A PEG tube is a small plastic one through which I will be able to inject food and drink directly into my stomach.  The surgeon (who insists the procedure is not really surgery) snakes a camera and light down my throat into my stomach and uses the camera to maneuver the light into the center of the stomach, well away from other organs.  The light is visible through the belly wall so once it’s in position, he in essence stabs a little hole in its direction and inserts the plastic tube into the hole.  A few days later I can start injecting boluses of food down the tube.  “Gin and tonics, too, if you like” he said.

The risk of damage during the surgery is very low.  Infection is possible but unlikely.  I can shower and do anything else I want once I have the tube.  Because I will regain so much time that I now spend preparing food, eating and clearing up afterwards, I can start an exercise program again and begin regaining strength.

It’s a good decision.  Better if I’d made it a few months ago but I wasn’t ready then.

The only other thing I have to report are a couple of dreams.  The night before last I was playing on the floor with a composite of my grandkids.  The thing we were playing with had a tiny whistle that (s)he demonstrated.  We knew I couldn’t do it but we wanted me to try, so I put the whistle between my lips, pressed them together with my fingers and blew.  Air escaped but there was no whistling sound.  We smiled at each other.  It’s very cool that I know what’s going on with my body in my dreams.
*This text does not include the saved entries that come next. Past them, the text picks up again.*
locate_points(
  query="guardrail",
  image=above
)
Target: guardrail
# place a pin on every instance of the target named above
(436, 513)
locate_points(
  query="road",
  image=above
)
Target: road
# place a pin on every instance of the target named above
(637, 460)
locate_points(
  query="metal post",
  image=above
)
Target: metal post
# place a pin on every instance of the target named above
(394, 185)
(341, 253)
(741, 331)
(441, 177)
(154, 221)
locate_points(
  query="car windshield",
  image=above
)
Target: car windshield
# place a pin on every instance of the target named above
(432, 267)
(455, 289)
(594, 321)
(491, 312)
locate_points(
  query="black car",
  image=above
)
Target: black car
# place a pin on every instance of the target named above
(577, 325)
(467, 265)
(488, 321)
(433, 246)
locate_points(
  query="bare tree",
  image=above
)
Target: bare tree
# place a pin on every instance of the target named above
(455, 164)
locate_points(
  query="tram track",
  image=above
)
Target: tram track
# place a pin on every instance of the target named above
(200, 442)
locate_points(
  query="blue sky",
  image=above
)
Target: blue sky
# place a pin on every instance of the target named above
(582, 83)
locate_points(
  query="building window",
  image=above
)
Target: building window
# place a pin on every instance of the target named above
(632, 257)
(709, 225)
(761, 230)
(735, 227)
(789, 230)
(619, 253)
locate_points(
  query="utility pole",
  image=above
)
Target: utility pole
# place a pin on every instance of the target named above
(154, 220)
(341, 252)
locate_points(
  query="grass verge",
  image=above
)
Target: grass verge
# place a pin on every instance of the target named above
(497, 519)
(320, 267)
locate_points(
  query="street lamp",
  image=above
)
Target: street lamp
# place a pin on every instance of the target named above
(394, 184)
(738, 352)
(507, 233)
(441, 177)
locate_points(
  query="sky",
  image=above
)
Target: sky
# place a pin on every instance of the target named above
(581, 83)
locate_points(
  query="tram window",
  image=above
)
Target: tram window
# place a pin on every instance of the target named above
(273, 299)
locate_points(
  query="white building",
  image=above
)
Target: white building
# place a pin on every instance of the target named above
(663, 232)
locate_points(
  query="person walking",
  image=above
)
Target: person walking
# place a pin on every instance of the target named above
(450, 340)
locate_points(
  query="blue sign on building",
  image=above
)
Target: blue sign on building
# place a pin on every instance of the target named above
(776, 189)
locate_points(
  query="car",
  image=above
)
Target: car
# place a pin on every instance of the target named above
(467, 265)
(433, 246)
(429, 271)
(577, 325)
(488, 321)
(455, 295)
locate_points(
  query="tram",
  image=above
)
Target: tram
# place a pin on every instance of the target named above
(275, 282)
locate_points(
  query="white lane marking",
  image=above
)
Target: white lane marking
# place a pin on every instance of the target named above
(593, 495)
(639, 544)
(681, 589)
Last night I was surprised to notice that I was replying to someone.  It was only a whisper but so encouraging.  Maybe I can do better than that, I thought.  I put my mind to it and rapidly regained normal speech.  That seems pretty unlikely now that I’m awake but it’s good to know my optimism remains deep rooted.

It should take only a few days to get used to the tube so I’m looking forward to seeing you all again soon.

Jan 23 – To my family

The surgery went well.  I’ll keep notes while I recover and send you an update in a week or so.